How to ‘rein in’ your spending during the festive season

The festive season should be a wonderful time of the year: time off to spend with family and friends to ‘eat, drink and be merry’ (to borrow a phrase). However, for many people it’s an extremely stressful time.

Xmas spending

One of the main contributors to this stress is financial worries. Christmas is an expensive time of the year and often is responsible for huge blowouts on the credit card. A study conducted by Roy Morgan found that 7.6 million Australians consider Christmas to be the most stressful time of the year, with 6 million people spending more than they can afford over the festive season.

A separate study by found that Aussies spent $25 billion in 2019 over the holiday season, which equates to around $1,325 per person*. More alarming is that 5.4 million people used credit cards to fund their Christmas, meaning that many of us are going into some debt to fund our festivities.

Xmas debt

Here are some ways to ‘rein in’ your spending at Christmas

Set a budget and stick to it

The first (and most important!) thing to do is set a budget.

Write a list of everyone you want to buy for and set an amount for each person. Remember to also budget for unexpected gifts and stocking fillers.

Be realistic about how much you can spend and stick to it!

A good idea is to create a Christmas savings account as early as possible and aim to put $10-$20 a week into it, or whenever you have any spare cash. Over the course of a year, you could have saved $1000 by putting $20 per week into savings, which can have a huge impact on your financial position at Christmas time and reduce financial stress considerably! 

Plan ahead. Plan ahead. Plan ahead

This is a really important tip because it can save you hundreds, if not thousands! 

Plan well ahead and start shopping months in advance – it can save you a small fortune. Buying things over the course of a year also spreads out the spending, so it doesn’t all happen in a 3-week timeframe and cause ‘bill shock’. 

Shop smart

These days, there’s really no reason to pay full price for anything anymore; there seem to be sales on every few weeks – mid-season sales, end of season sales, Click Frenzy and Black Friday sales. 

As early as possible, prepare a list of what you want to purchase and buy these items only when they’re on sale – do that and you have probably saved at least 20%. 

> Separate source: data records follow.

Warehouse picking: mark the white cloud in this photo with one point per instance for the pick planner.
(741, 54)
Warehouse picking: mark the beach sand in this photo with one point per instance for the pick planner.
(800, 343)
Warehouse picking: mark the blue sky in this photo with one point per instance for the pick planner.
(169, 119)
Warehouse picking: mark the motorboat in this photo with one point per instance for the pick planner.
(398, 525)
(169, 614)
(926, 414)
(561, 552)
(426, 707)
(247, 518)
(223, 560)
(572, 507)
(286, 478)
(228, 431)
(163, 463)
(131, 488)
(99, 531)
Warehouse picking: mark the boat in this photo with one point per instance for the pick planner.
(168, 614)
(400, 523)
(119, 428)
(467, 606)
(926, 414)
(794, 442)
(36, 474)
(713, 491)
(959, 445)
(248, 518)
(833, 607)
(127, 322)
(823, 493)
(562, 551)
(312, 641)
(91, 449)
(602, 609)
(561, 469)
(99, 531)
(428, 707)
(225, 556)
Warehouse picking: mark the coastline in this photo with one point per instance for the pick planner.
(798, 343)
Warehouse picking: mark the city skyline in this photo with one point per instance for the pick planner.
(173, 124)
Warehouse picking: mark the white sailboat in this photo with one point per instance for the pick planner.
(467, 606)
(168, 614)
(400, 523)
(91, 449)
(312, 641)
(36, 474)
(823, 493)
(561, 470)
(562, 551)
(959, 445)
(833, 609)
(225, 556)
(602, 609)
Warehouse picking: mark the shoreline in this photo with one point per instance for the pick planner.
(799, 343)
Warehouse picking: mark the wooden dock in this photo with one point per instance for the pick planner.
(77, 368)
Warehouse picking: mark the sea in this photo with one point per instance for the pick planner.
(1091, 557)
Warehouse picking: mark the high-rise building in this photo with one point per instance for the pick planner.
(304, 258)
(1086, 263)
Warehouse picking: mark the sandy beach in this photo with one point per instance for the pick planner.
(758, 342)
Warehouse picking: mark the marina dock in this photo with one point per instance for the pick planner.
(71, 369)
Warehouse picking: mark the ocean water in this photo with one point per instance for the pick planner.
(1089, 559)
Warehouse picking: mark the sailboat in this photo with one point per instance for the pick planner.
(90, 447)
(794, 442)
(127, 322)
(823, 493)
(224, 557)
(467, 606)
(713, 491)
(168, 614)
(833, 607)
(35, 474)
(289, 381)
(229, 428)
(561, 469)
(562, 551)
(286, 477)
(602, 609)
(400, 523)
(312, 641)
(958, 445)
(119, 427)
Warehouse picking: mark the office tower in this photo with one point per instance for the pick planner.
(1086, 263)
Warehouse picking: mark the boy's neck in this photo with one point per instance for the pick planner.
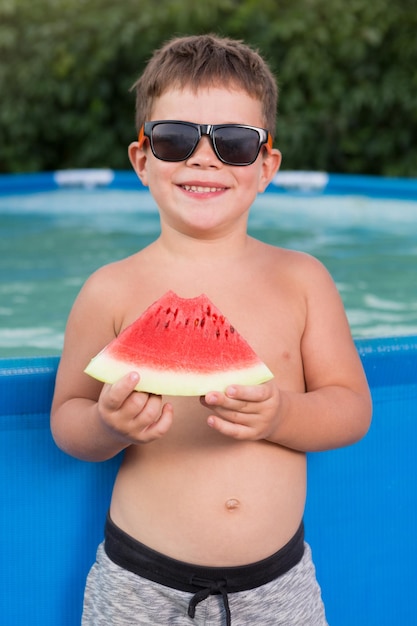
(226, 246)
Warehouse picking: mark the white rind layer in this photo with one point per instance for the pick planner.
(181, 383)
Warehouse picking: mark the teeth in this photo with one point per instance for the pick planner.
(200, 189)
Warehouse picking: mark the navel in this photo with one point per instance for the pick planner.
(232, 504)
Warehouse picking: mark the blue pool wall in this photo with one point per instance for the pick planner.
(361, 513)
(294, 182)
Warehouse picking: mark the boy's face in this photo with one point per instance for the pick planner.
(202, 195)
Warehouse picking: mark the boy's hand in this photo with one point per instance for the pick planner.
(131, 416)
(244, 412)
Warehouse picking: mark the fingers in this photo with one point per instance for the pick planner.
(244, 412)
(115, 395)
(135, 417)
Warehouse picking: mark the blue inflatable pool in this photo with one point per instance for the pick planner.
(361, 514)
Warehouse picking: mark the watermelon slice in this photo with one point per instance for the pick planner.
(180, 347)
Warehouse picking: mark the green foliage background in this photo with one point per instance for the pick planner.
(347, 72)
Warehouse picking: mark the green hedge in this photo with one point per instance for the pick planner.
(347, 73)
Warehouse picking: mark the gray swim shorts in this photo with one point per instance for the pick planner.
(115, 596)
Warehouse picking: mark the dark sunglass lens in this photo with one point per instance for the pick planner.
(239, 146)
(173, 142)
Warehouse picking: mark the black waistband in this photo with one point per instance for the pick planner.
(135, 557)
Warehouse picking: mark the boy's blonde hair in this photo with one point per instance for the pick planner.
(204, 61)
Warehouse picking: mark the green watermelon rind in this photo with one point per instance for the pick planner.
(181, 383)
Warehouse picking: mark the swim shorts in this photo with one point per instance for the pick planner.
(133, 585)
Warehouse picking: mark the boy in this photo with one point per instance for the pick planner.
(205, 524)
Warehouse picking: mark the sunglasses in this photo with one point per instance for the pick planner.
(233, 144)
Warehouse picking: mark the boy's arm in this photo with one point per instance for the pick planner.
(89, 420)
(335, 408)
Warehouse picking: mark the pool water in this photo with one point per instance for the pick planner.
(51, 241)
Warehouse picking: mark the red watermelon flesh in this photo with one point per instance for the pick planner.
(180, 347)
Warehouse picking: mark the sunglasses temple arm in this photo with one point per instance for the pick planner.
(142, 137)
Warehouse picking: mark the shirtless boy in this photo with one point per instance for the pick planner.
(205, 522)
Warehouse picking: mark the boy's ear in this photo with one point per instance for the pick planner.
(138, 159)
(270, 166)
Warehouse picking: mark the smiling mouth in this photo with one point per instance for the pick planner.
(201, 189)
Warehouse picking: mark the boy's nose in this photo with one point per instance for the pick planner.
(204, 154)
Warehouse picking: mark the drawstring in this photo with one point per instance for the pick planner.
(210, 588)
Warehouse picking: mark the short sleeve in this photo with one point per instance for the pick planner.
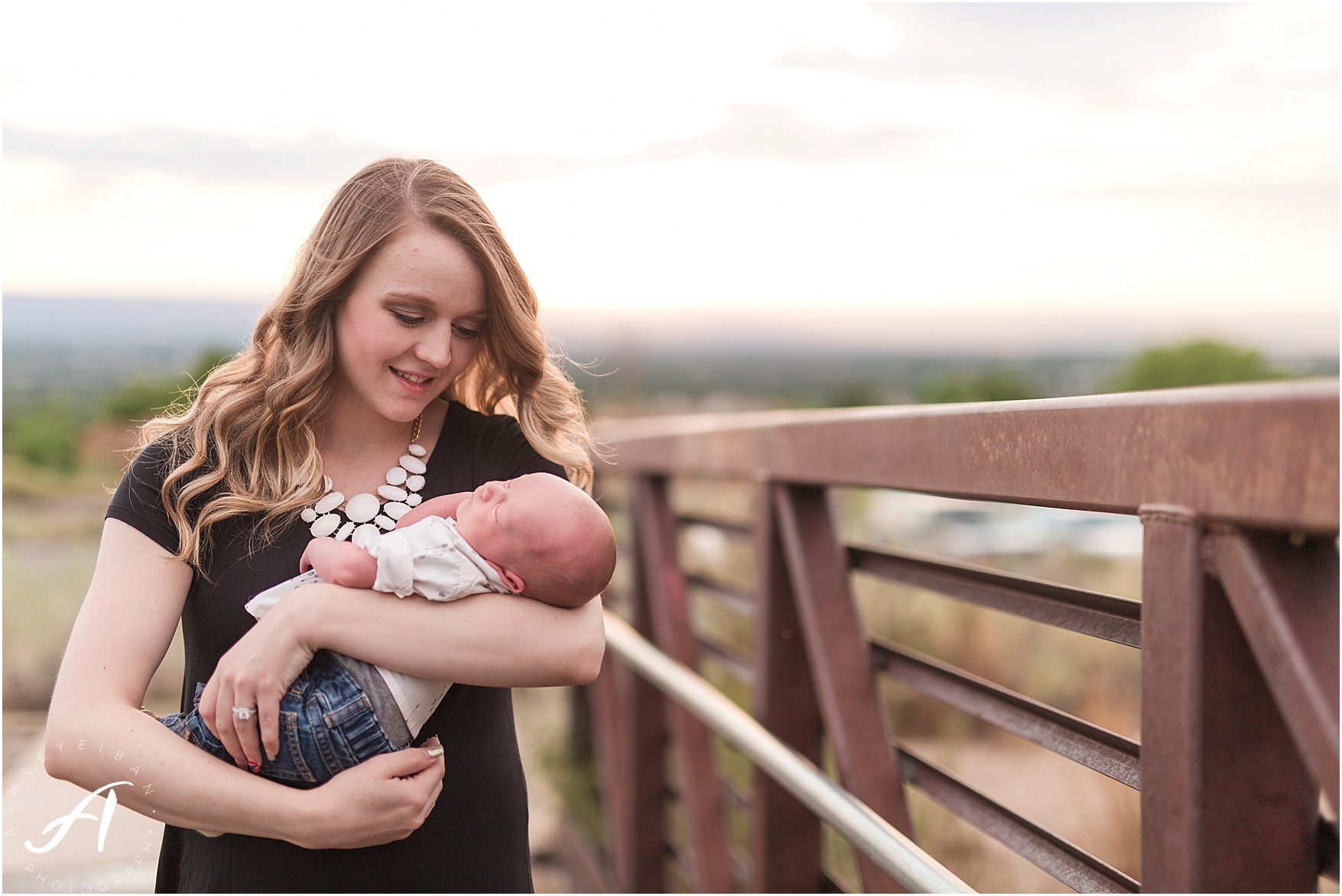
(138, 499)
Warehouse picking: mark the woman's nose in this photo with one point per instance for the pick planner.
(435, 350)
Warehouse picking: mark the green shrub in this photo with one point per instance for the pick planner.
(144, 398)
(47, 437)
(1194, 364)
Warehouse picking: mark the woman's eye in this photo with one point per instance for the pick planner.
(410, 320)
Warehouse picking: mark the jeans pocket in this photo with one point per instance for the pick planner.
(355, 732)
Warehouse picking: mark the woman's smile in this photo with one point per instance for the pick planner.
(410, 326)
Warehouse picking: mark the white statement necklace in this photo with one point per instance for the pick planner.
(366, 514)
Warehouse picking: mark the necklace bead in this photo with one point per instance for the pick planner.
(366, 515)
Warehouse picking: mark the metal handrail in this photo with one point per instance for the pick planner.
(890, 849)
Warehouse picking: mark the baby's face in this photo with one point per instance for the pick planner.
(508, 522)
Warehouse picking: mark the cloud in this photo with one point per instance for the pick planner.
(192, 154)
(1094, 54)
(766, 131)
(1308, 203)
(750, 131)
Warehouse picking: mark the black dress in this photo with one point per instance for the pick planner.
(476, 837)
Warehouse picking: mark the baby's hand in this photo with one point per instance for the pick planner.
(307, 563)
(442, 506)
(340, 563)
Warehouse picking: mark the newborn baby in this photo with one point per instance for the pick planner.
(536, 535)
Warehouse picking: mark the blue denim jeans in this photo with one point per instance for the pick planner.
(327, 725)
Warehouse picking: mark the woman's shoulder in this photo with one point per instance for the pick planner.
(492, 443)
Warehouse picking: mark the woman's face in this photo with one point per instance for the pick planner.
(410, 326)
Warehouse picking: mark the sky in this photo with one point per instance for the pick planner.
(694, 165)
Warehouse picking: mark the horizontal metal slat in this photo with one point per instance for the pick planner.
(695, 519)
(1095, 748)
(1063, 860)
(739, 600)
(1113, 618)
(737, 667)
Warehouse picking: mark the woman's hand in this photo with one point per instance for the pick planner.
(378, 801)
(254, 674)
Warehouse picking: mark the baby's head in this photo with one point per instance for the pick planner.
(545, 537)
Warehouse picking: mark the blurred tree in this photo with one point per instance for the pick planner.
(47, 437)
(854, 394)
(1194, 364)
(989, 384)
(142, 398)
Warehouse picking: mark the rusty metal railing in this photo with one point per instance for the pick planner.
(1236, 489)
(885, 846)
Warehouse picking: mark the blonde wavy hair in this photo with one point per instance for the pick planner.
(246, 444)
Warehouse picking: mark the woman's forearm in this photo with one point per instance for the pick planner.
(98, 743)
(494, 640)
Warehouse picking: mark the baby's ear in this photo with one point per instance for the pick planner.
(515, 581)
(509, 577)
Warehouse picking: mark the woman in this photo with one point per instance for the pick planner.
(405, 321)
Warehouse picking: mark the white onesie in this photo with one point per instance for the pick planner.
(428, 558)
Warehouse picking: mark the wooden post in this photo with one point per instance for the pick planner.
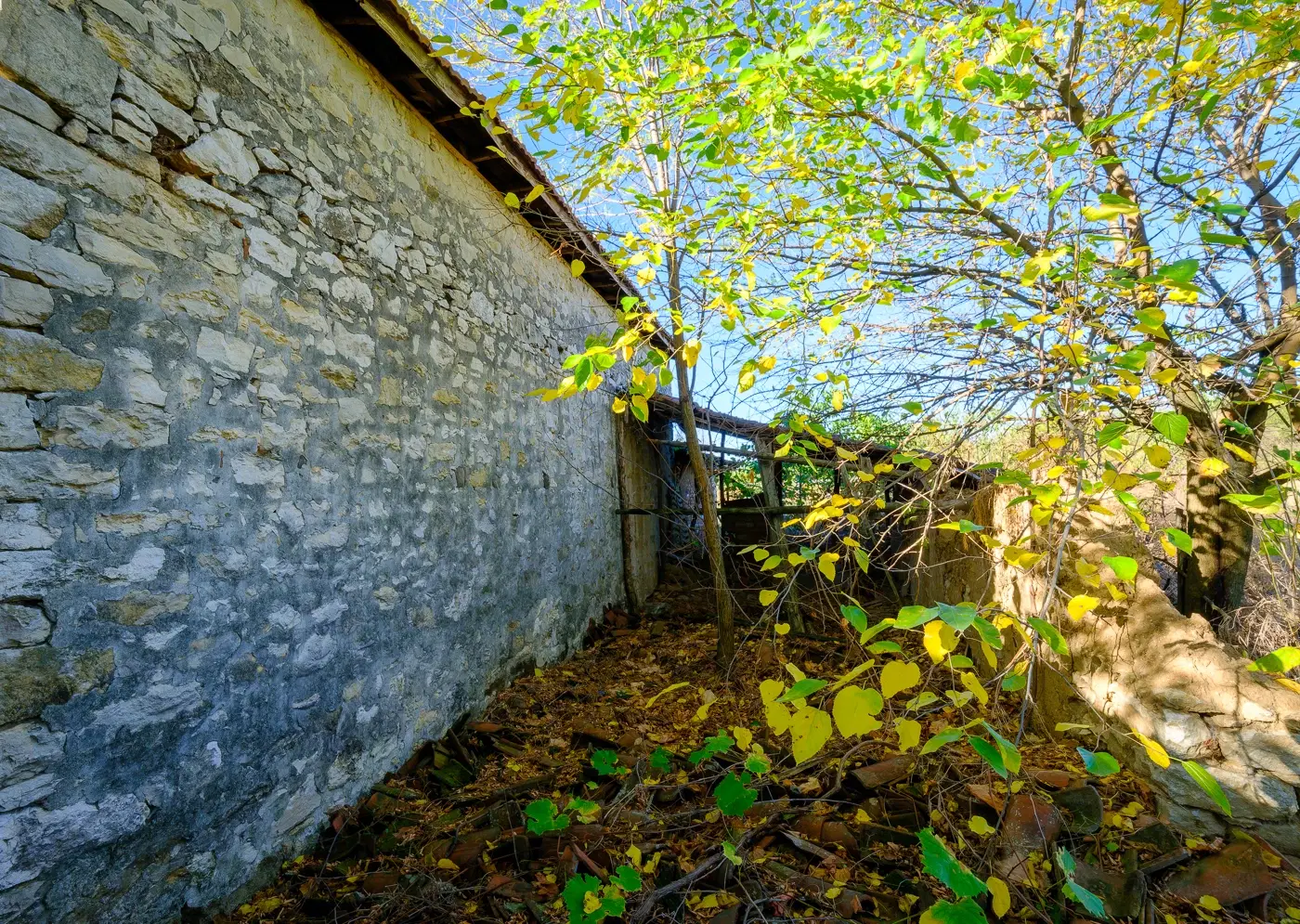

Create wishlists in your favourite retailer websites; save the items you want to buy so when they’re on sale you can immediately add them to the cart. 

Be organised and strategic about when you shop

As Santa says: make a list and check it twice! 

When you do hit the stores, don’t go anywhere near the shops without a list. That way, you’ll purchase only the things you need and won’t be tempted to buy anything that’s you haven’t budgeted for.

Other tips to rein in spending at Christmas time

  • Feast, not famine! Christmas lunch can cost a small fortune to put on: spread the expenses and have all the family contribute to the lunch. Ahead of time, plan your menu and ask each person attending to bring one of the items on the menu to reduce your costs.
  • And while we’re on the topic of food, buy your non-perishables ahead of time. In this COVID-age, we’ve become pretty good at stockpiling, so apply the same principle to your Christmas grocery shopping. 
  • Opt for Secret Santa – instead of buying lots of gifts for your extended family, ask the adult relatives in your family to buy one ‘good’ gift for another person. And the silver lining to this is that you’ve just reduced the stress associated with having to run around shopping malls looking for a million presents for your family!
  • Plan for next year – it’s never too early to get a head-start on next year’s festive spending. For example, decorations and bon bons can be up to 90% cheaper when you purchase them after Christmas
  • Holiday at home – not surprisingly, December and January happen to be the most expensive times to holiday. Think about having a ‘staycation’ and instead take the opportunity to explore your home city or town. Try some home-town experiences: a tourist attraction, a restaurant, a festival.
  • As much as possible, pay with cash. That way, you will minimise credit card blowout. Better still, if you’ve been saving throughout the year, you’ll be able to dip into your Christmas savings and your finances won’t take as much of a hit!

PS: have a wonderful Christmas!


The information on this page has been issued by Maritime Financial Services Pty Limited (MFS). It contains general information that doesn’t take into account your individual objectives, financial situation or needs. It’s important to consider how appropriate this general information is in relation to your situation before making an investment decision. We recommend that you seek financial advice before making any decisions regarding your super or investments. The information on this page is current at the time of publishing.